Week Six: Cantos 26 - 30
For the purposes of this discussion, we will follow the structure of Baylor's 100 Days of Dante to frame our discussion. Feel free to use whatever translation you have access to (more is better) to follow along with the poem.
Sixth Five Cantos: 26 - 30
The questions this week are adapted from the 100 days of Dante and my own reading
I am linking here to a web resource for a conversational version of the text.

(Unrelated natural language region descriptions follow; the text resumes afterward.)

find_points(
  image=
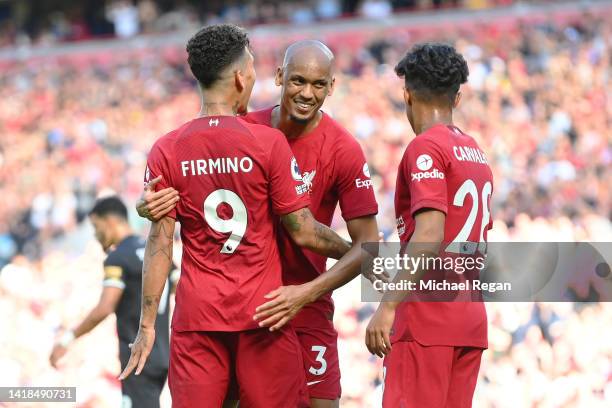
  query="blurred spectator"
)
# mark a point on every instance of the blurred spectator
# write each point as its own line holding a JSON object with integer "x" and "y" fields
{"x": 125, "y": 18}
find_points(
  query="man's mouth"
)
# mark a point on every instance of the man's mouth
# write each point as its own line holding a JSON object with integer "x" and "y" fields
{"x": 302, "y": 106}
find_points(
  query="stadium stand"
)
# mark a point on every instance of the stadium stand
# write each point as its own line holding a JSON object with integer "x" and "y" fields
{"x": 77, "y": 121}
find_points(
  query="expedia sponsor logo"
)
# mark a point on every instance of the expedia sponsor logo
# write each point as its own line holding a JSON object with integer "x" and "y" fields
{"x": 434, "y": 174}
{"x": 367, "y": 183}
{"x": 366, "y": 170}
{"x": 295, "y": 170}
{"x": 401, "y": 225}
{"x": 424, "y": 162}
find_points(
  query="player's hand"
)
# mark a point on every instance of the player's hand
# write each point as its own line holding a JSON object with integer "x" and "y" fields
{"x": 141, "y": 348}
{"x": 369, "y": 274}
{"x": 153, "y": 205}
{"x": 285, "y": 302}
{"x": 378, "y": 340}
{"x": 57, "y": 353}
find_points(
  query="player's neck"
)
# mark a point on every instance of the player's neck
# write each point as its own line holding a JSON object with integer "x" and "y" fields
{"x": 430, "y": 118}
{"x": 121, "y": 232}
{"x": 216, "y": 106}
{"x": 282, "y": 121}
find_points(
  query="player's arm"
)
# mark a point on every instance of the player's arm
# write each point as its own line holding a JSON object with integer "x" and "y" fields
{"x": 286, "y": 301}
{"x": 425, "y": 241}
{"x": 153, "y": 205}
{"x": 157, "y": 264}
{"x": 109, "y": 299}
{"x": 309, "y": 233}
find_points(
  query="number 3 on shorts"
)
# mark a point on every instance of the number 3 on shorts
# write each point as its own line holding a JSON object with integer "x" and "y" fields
{"x": 236, "y": 225}
{"x": 320, "y": 352}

- Canto 26: Eighth Pit: Evil Councilors // Ulysses
- Canto 27: Guido Da Montefeltro
- Canto 28: Ninth Pit: Sowers of Discord // Mohamet
- Canto 29: Geri del Bello // The Tenth Pit: Falsifiers
- Canto 30: Falsifiers continued // Master Adam
The questions this week are adapted from the 100 days of Dante and my own reading
I am linking here to a web resource for a conversational version of the text.
Some Prompts:
1) How do Roman poets change the stories of Greek Myths to suit their audience? Is there any Homer left in this telling of the Ulysses story?
2) Why does this character inspire so many people in the Modern age? Does the character still inspire people today? What should a Catholic take from the damnation of Ulysses here? What is the moral?
3) Is there a way that true knowledge differs from what Ulysses is seeking? What is true knowledge and how do we know it? What is the role of revelation in the discovery of true knowledge and why might that be?
4) What are the reasons that someone might not want to be remembered? Is shame one of the only reasons? Is the duplicity of secret dealings being suggested here? What is revealed in hell by this damnation that was not openly displayed on earth?
5) What is this part about St. Francis trying to save a soul and losing to a daemon? Can trying to scheme against the church make you beyond intercession?
6) Why might Dante, in Canto 28, be suggesting that poetry could be used in a destructive and a constructive way? What sort of challenge is Dante suggesting he took on when he stopped writing mundane poetry and aspired to the Comedy?
7) What is ultimately going on in Inferno with the concept of Vendetta? If God is the only one who can dispense justice (without setting off more vendettas), then what insight does this give us about justice? Is Dante able to release himself from the family Vendetta that is demanded for the killing of Geri del Bello Alighieri?
8) In what ways does alchemy act as a crime against nature? What ways does it distort truth? Why is it so bad?
9) Why is counterfeiting so much worse than all the sins that we have passed so far? How does this create civil unrest? In what way is the modern world guilty of counterfeiting almost everything by separating the value and the price of everything? Do we live independent of nature to the point of absurdity?
10) What role does water play in canto 30? There seems to be a baptism reference, a Lazarus and rich man reference, and I would even add a woman at the well reference to living water. What is going on with the unholy baptism, the drinking of water that distends a belly, and the unending thirst of the sinner here?